Thursday, January 12, 2012

A German Soldier's Helmet

Not long after the last woolly mammoth closed its eyes and lay down to die in the frozen wastes of an ice age that was drawing to its frigid conclusion my male staff was born. Seven years later his father had had enough of the brat and went to Aden. He was in The Royal Air Force and insisted it was they who sent him away. Having lived with my male staff for almost two years now, I feel certain that he volunteered to go because he felt that life in a war zone would be easier than being at home with his obnoxious offspring.

In Aden the natives were getting uppity, wanting to kick out the colonials. It wasn't a great place to be. There were daily shootings and hand grenades were being lobbed about like confetti. Still, better to be there than locked in a house with a seven year old kid. Before he left, my male staff's dad asked him if he'd like him to bring him something when he returned in six months. Knowing his father was heading into a war zone he said, "A German soldier's helmet." His dad sighed and left, returning after his stint of duty with an amazing radio controlled toy car. The German soldier's helmet was forgotten.

While his father was away in Aden dodging casually chucked grenades, my male staff spent a lot of time with the next door neighbour - Mrs Hardy, a kindly old lady whom my male staff always referred to as Best Friend. One summer day Best Friend found my male staff and his his girlfriend Janet aged seven, (He's always been one for the older woman.) playing an innocent game of doctors and nurses in a quiet corner of her garden. Janet was cradling one of her dolls against her chest.
 "What are you two up to?" Asked Best Friend with not a little trepidation.
 "Janet's just had a baby." Piped my male staff.
 "Goodness!" said Best Friend. "Where did it come from?"
 "Out of her froat. Where do you fink?" Best Friend breathed a sigh of relief and that was the end of my male staff's medical career.

Not long after than his hamster died of suspected alcohol poisoning. Remember Jenny?
http://pemery.blogspot.com/2011/10/jenny-hamster.html

My male staff organised a state funeral for her. I think he got the idea from watching Winston Churchill's funeral on their black and white telly. His mum, Mrs and Mrs Hardy, Janet and her mum and dad were all invited. Everyone stood in the back garden wearing black, except for Annie his pet lamb, while my male staff with as much dignity as a seven year old kid can muster lowered Jenny's shoe box coffin into her grave, which had been dug earlier by his mum. Then he stood smartly to attention, his large plastic US army soldiers helmet crammed down over his ears. He sang a quick verse of "All Things Bright and Beautiful", saluted crisply, then turned on his heel and marched inside to make a start on the sandwiches and cakes that his mum had prepared for the occasion before the others had time to join him and snaffle all his favourites.

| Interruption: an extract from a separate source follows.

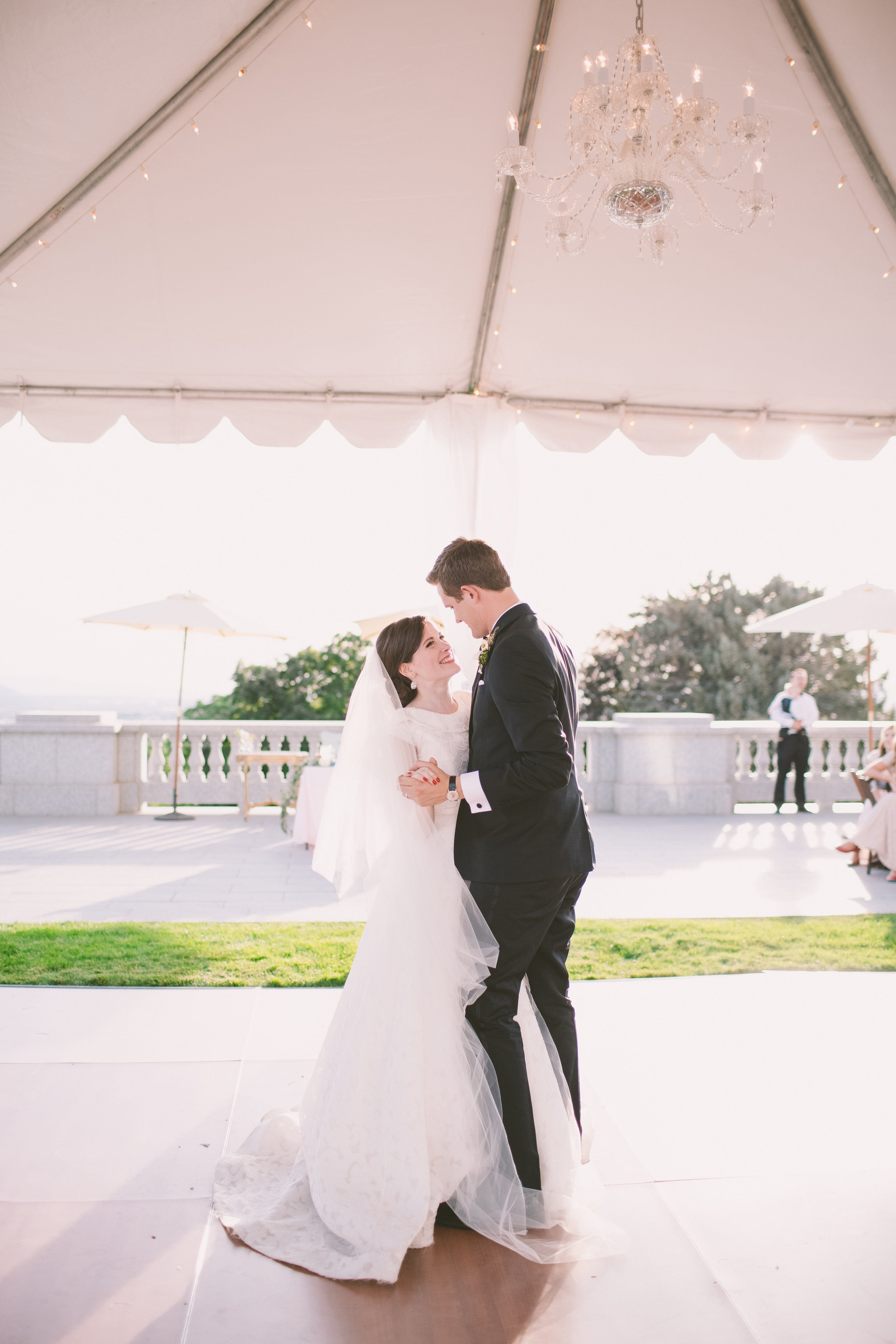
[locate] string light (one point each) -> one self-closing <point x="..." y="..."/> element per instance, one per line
<point x="816" y="129"/>
<point x="42" y="242"/>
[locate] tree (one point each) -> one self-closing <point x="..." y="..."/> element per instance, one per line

I was going to add that all this happened in more innocent times, but that really wouldn't be true would it? The British, including my male staff's dad were fighting the Yemenis in their own country and the Americans were fighting the Vietnamese in theirs, having taken over from the French. JFK had already been assassinated and his brother Robert had only three years to live before he went the same way, as did Martin Luther King. It was the year that Malcolm X was shot and killed and in South Africa the Apartheid regime was at it's brutal height. Why am I telling you all this? To prove a point. Nostalgia ain't what it used to be.